Seminar Project

My seminar project was Dynamic Rebuilding of Syntax Tree and Appliance in Construction of Combined Language Processor. This project received the principal's award at the University of Zagreb. The purpose of the project was to construct algorithms and data structures for efficient incremental syntax analysis. Figure 2-1 shows the main windows of the demonstration program which rebuilds the syntax tree for the code written in simple expression language.

Figure 2-1: Dynamic Rebuilding of The Syntax Tree

The main idea behind incremental algorithm is to repair existing syntax tree by replacing just the small part which is invalid due to recent changes in source code (keystrokes, editing operations). Existing linear algorithms for parsing (in this case LR(1) parsing algorithm) are not acceptable simply because they analyze the whole source file, which is unacceptably slow for an environment which needs to be interactive.

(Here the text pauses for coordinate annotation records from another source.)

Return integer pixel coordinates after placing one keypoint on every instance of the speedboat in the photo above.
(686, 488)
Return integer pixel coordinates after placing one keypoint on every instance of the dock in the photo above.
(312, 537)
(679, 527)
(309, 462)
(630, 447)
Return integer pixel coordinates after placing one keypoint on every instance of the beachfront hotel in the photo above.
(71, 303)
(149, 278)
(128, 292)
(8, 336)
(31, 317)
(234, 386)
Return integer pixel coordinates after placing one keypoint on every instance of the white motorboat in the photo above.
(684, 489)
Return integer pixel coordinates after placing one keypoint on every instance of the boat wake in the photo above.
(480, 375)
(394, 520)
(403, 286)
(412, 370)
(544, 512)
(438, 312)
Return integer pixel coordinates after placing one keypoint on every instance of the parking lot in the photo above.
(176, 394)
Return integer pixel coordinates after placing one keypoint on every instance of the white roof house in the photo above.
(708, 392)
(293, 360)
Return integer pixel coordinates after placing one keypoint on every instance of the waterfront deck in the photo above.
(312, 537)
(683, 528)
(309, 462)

Unfortunately, most computer languages were never created with incremental properties in mind. Because of that most of them have language constructs which are hard to incrementally analyze. For instance, multi-line comments (like /* */ in C language) present a problem because of their non-local nature. When the user opens a multi-line comment (types "/*") the rest of the input file represents an invalid syntax (as there is no comment closing). When the user closes a multi-line comment (types "*/") the rest of the input file again becomes a valid syntax structure. The result is that the unoptimized incremental syntax analyzer parses the whole input file every time the user types multi-line comments.

C and C++ are particularly difficult to implement in an incremental environment. This is due to the quite awkward lexical and syntax language constructs. For instance, C and C++ standards define a concept of the language preprocessor. Macro defined with a language preprocessor defines text replacements in all source files which use that macro. If the user changes a macro definition, that modification implies lexical and syntax change in many other files, which often requires reparsing of the entire set of input files. Except with the preprocessor, C and C++ have issue with ambiguous syntax rules. For instance, the following line in C++:
 
...
myfile (a);
...

can represent two syntax structures:

  1. declaration of variable a with type myfile (if myfile is a user defined structure), or
  2. function call with variable a as function argument (if myfile is a user function).

In order to determine the exact context, the parser needs semantic information -- which makes incremental analysis much more complex. Efficient methods for incremental analysis of different programming languages are still a subject of discussion in scientific literature.

Some other languages are much more suitable for incremental analysis. For instance, BASIC was created with incrementality in mind (line-based interpreter) and represents a good language choice for language-oriented environments.

Incremental engine developed inside this project was used in latter graduation thesis, which has the most recent version of incremental syntax analyzer and gives a demonstration of the concrete usage of this engine.